The DOJ's own actions since the report's release illustrate this with uncomfortable clarity. The report excoriates Biden's DOJ for charging FACE Act violations alongside a heavier federal conspiracy statute, 18 U.S.C. 241, calling it an egregious overreach. Yet Harmeet Dhillon, the current head of the Civil Rights Division, recently argued an appeal defending the use of that same 241 charge against a pro-abortion-rights activist prosecuted for conspiring to vandalize crisis pregnancy centers. The report criticizes Biden's DOJ for coordinating with reproductive-rights groups; anti-abortion advocates have said they received advance access to this very report, and the CEO of Americans United for Life visited the DOJ the day after its release.

Perhaps most strikingly: in St. Paul, Minnesota, the DOJ is currently pursuing FACE Act charges against anti-ICE protesters who disrupted a church service—using the worship-protection provision of the statute that the report complains Biden's DOJ never invoked. An earlier draft of the report acknowledged that this provision may be unconstitutional, citing a 2018 DOJ memo. That acknowledgment was removed from the final version.

Former DOJ attorneys Regan Rush and Megan Marks, in a published rebuttal, note that most of the crisis pregnancy center vandalism cases are still within the five-year statute of limitations. The Trump DOJ could prosecute them right now. It hasn't brought a single case.

Why This Matters Beyond the Culture War

The FACE Act is a proxy for a broader argument about who gets to define prosecutorial legitimacy.
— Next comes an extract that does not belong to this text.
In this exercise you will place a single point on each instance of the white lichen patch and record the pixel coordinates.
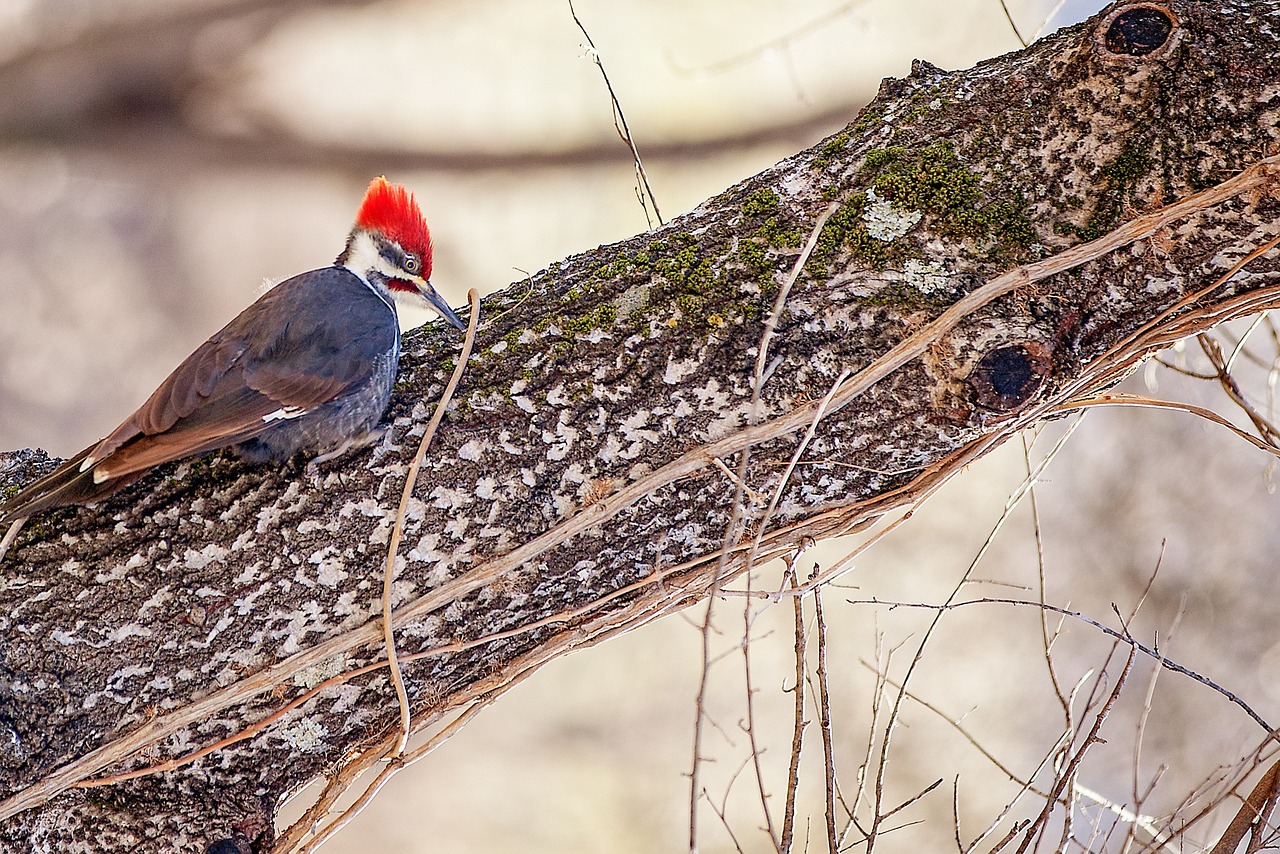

The working group's implicit answer is: whoever holds power. Law enforcement directed at your allies is weaponization; law enforcement directed at your opponents is accountability. The report doesn't argue this openly—it can't—but its logic requires it.
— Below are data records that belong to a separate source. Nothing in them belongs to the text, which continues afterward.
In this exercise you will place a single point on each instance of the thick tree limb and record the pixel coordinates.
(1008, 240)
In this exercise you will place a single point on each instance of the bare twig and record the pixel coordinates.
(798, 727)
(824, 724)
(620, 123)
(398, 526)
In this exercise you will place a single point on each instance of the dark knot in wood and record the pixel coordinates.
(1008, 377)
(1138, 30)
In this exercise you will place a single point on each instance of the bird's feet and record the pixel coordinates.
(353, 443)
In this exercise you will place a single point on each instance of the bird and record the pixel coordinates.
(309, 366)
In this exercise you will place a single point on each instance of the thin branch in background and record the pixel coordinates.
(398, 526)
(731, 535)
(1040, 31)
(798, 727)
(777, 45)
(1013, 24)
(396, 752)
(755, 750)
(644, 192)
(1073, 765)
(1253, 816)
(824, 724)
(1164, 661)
This matters for anyone who cares about how legal institutions function. The DOJ's credibility as an institution depends on the perception that it applies law consistently, regardless of who the defendant is. When a report designed to restore that credibility instead demonstrates the opposite—by selectively citing evidence, omitting inconvenient facts, and continuing the practices it condemns—it doesn't repair institutional trust. It accelerates its erosion.

Blanche has promised more reports. Trump, by most accounts, fired Bondi in part because he wanted faster, more aggressive action against perceived enemies. Whatever comes next from the working group will be worth reading—not primarily for what it reveals about the Biden years, but for what it reveals about the present.

This content is AI-generated based on source articles. While we strive for accuracy, errors may occur. We recommend verifying with the original source.